The current status of the backup group can be obtained from the TuGraph visualization tool, REST API, and Cypher query.

In the TuGraph visualization tool, you can find the list of servers and their roles in the backup group in the DBInfo section.

With the REST API, you can use `GET /info/peers` to request information.

In Cypher, the `CALL dbms.listServers()` statement is used to query the status information of the current backup group.

## 10.Data synchronization in high availability mode

In high availability mode, different servers in the same backup group may not always be in the same state. For performance reasons, if a request has been synchronized to more than half of the servers, the leader server will consider the request to be in the committed state. Although the rest of the servers will eventually receive the new request, the inconsistent state of the servers will persist for some time. A client may also send a request to a server that has just restarted, thus having an older state and waiting to join a backup group.

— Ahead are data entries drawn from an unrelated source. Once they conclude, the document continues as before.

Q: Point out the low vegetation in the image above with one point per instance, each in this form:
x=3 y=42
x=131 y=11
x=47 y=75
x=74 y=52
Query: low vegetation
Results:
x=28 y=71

To ensure that the client sees consistently continuous data, and in particular to get rid of the 'reverse time travel' problem, where the client reads a state older than it has seen before, each TuGraph server keeps a monotonically increasing data version number. The mapping of the data version number to the database state in the backup group is globally consistent, meaning that if two servers have the same data version number, they must have the same data. When responding to a request, the server includes its data version number in the response. Thus, the client can tell which version it has seen. The client can choose to send this data version number along with the request. Upon receiving a request with a data version number, the server compares the data version number to its current version and rejects the request if its own version is lower than the requested version. This mechanism ensures that the client never reads a state that is older than before.